Werkgever stelt dat de werkzaamheden die resteren worden opgevuld door een herschikking van taken binnen de Organisatie. Deze uitleg achten wij aannemelijk mede gelet op het aantal planners dat resteert en het feit dat er ook bij andere activiteiten sprake is van een terugloop. […]Werkgever merkt op dat er feitelijk wordt teruggegaan naar de situatie van voor 1 januari 2019 toen werknemer in dienst trad. Ook toen waren de werkzaamheden die laatstelijk door werknemer werden uitgevoerd onderdeel van het takenpakket van de andere planners. […]

[…]

Herplaatsing

[…] .

Uit de door partijen verstrekte informatie blijkt dat er herplaatsingsmogelijkheden zijn besproken. Partijen zijn duidelijk over de onmogelijkheid om werknemer te herplaatsen binnen een chauffeursfunctie. Over de mogelijkheid tot herplaatsing binnen de functie planner spreken partijen elkaar tegen voor wat betreft de gevolgde procedure. Werknemer is van oordeel dat zij onvoldoende de mogelijkheid heeft gekregen hier op te reageren. Inmiddels heeft werkgever de functie vervuld, herplaatsing is daarom op deze arbeidsplaats niet mogelijk . Wij zijn van oordeel

dat nu niet objectief kan worden vastgesteld dat werkgever nalatig zou zijn geweest bij het aanbieden van de herplaatsingsmogelijkheid in de functie van planner, het hem niet kan worden aangerekend herplaatsingsmogelijkheden te hebben gemist.

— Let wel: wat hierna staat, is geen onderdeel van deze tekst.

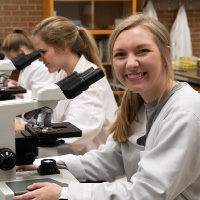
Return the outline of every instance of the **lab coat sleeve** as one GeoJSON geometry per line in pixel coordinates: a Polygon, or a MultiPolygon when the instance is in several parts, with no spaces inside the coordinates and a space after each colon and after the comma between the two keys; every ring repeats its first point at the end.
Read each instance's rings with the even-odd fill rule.
{"type": "Polygon", "coordinates": [[[98,150],[91,150],[83,156],[62,156],[68,170],[79,181],[113,181],[123,176],[124,166],[120,144],[109,136],[106,144],[98,150]]]}
{"type": "MultiPolygon", "coordinates": [[[[168,115],[158,129],[156,137],[148,138],[153,139],[153,147],[141,152],[138,171],[130,182],[70,183],[69,200],[174,200],[200,175],[200,121],[194,114],[179,111],[168,115]]],[[[115,150],[107,148],[104,154],[92,151],[84,155],[80,160],[85,176],[92,177],[96,173],[101,177],[108,173],[111,177],[119,172],[115,169],[123,161],[118,154],[120,151],[115,150]]],[[[183,196],[183,199],[192,198],[183,196]]]]}
{"type": "Polygon", "coordinates": [[[170,31],[172,58],[179,65],[180,57],[192,56],[192,41],[187,15],[183,5],[178,10],[177,17],[170,31]]]}

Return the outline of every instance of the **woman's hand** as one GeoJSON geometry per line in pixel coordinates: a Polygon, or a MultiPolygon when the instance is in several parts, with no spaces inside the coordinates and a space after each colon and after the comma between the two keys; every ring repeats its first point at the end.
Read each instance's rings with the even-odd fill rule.
{"type": "Polygon", "coordinates": [[[22,165],[16,167],[16,172],[33,171],[38,168],[37,165],[22,165]]]}
{"type": "Polygon", "coordinates": [[[59,200],[62,188],[55,183],[34,183],[27,187],[28,190],[33,190],[27,192],[26,194],[15,196],[13,200],[59,200]]]}

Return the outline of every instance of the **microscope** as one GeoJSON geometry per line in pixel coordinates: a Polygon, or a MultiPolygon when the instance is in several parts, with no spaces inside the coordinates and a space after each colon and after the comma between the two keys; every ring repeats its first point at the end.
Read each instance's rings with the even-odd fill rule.
{"type": "MultiPolygon", "coordinates": [[[[0,61],[1,62],[1,61],[0,61]]],[[[9,76],[12,71],[12,61],[0,63],[1,74],[9,76]],[[10,66],[4,68],[3,66],[10,66]],[[2,73],[3,71],[6,73],[2,73]]],[[[44,160],[37,171],[16,173],[16,165],[32,164],[37,154],[37,146],[56,145],[57,138],[80,137],[81,130],[72,124],[51,124],[50,114],[58,101],[65,98],[72,99],[94,82],[104,76],[98,68],[90,68],[83,73],[73,72],[63,80],[52,84],[34,85],[31,99],[16,99],[0,101],[0,199],[12,200],[14,195],[27,192],[26,186],[33,182],[54,182],[61,186],[66,180],[77,181],[69,172],[56,168],[54,160],[44,160]],[[24,117],[33,117],[36,124],[28,124],[21,134],[15,134],[14,119],[17,115],[25,113],[24,117]],[[44,117],[46,116],[46,117],[44,117]],[[63,132],[63,128],[65,129],[63,132]],[[68,133],[65,131],[68,130],[68,133]],[[42,176],[42,178],[41,178],[42,176]]],[[[1,93],[1,95],[4,93],[1,93]]],[[[8,97],[7,95],[5,95],[8,97]]],[[[5,99],[3,97],[3,99],[5,99]]]]}

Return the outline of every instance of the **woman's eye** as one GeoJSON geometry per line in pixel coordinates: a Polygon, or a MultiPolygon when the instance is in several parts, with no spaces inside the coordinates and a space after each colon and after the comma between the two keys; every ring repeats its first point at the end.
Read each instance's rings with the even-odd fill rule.
{"type": "Polygon", "coordinates": [[[120,57],[120,56],[124,56],[124,53],[116,53],[116,54],[114,54],[114,57],[120,57]]]}
{"type": "Polygon", "coordinates": [[[45,55],[46,51],[40,51],[40,54],[45,55]]]}

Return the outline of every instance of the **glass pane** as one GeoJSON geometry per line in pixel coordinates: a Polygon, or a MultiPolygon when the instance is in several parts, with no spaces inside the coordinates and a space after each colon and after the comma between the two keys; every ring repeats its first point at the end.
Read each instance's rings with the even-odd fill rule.
{"type": "Polygon", "coordinates": [[[113,25],[131,14],[132,0],[94,1],[95,29],[113,29],[113,25]]]}
{"type": "Polygon", "coordinates": [[[90,1],[56,1],[54,2],[54,13],[71,19],[77,25],[88,29],[92,28],[92,9],[90,1]]]}

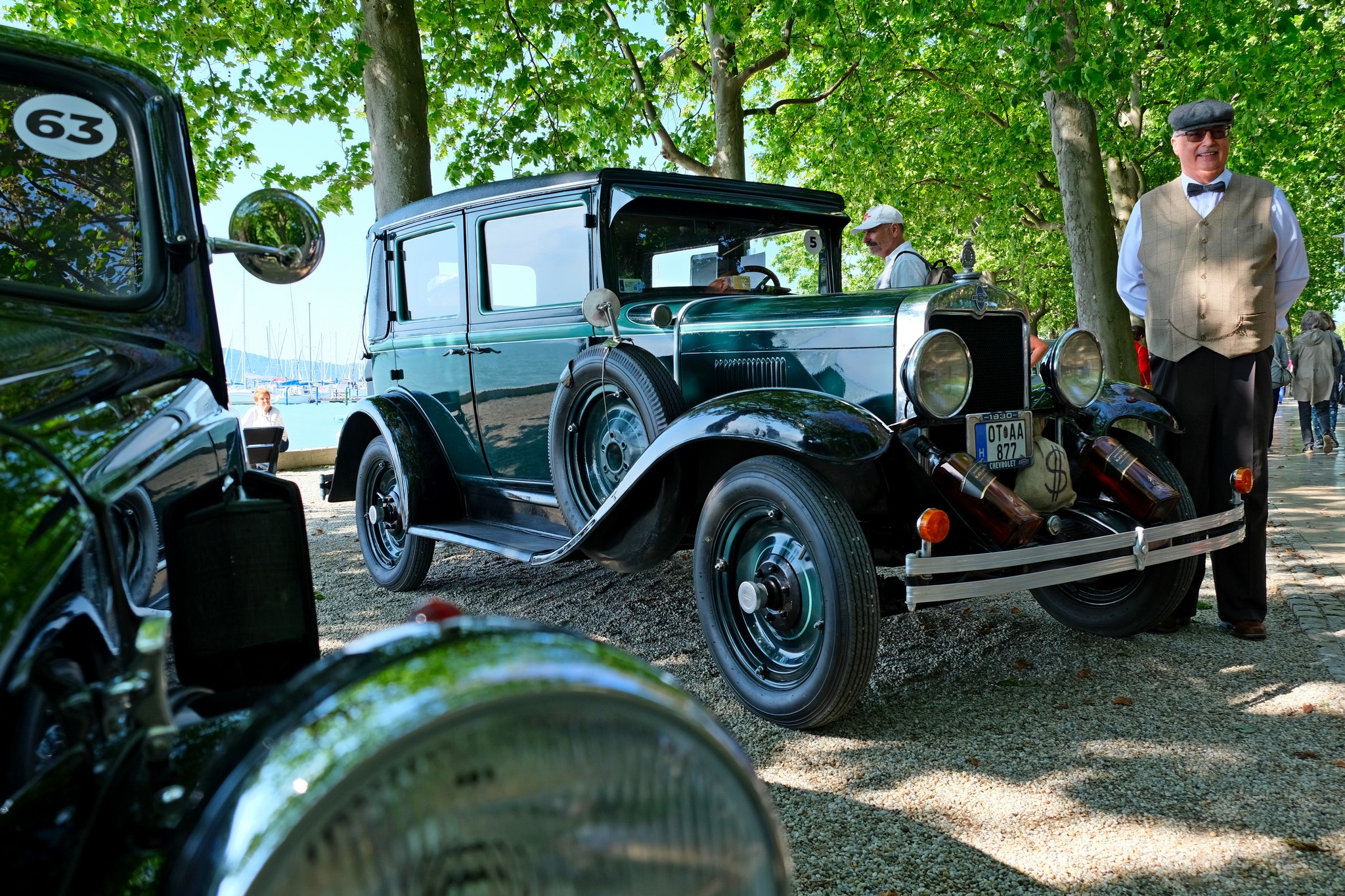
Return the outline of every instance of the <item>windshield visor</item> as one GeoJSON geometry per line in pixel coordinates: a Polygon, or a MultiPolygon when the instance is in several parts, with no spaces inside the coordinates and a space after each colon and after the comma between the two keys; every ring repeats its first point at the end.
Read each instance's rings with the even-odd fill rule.
{"type": "Polygon", "coordinates": [[[827,263],[818,224],[716,203],[632,201],[609,240],[623,297],[815,293],[827,263]]]}
{"type": "Polygon", "coordinates": [[[128,129],[108,103],[0,81],[0,286],[137,296],[139,200],[128,129]]]}

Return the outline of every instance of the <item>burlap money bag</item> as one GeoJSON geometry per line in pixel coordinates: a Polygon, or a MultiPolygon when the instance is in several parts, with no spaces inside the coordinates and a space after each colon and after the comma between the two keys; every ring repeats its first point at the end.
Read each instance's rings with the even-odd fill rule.
{"type": "Polygon", "coordinates": [[[1069,506],[1079,497],[1069,482],[1069,458],[1045,435],[1032,442],[1032,466],[1018,472],[1013,490],[1033,510],[1049,512],[1069,506]]]}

Wij vinden daarom aannemelijk dat binnen de hiervoor genoemde periode herplaatsing van werknemer in een passende functie niet mogelijk is. […]”

2.8.

[verweerster] heeft [verzoekster] per brief van 17 juli 2020 – voor zover relevant – het volgende geschreven:

“[…] Hierbij zeggen wij uw dienstverband tegen 17 juli 2020 op. De laatste dag van uw dienstverband zal zijn op 8 november 2020. […]”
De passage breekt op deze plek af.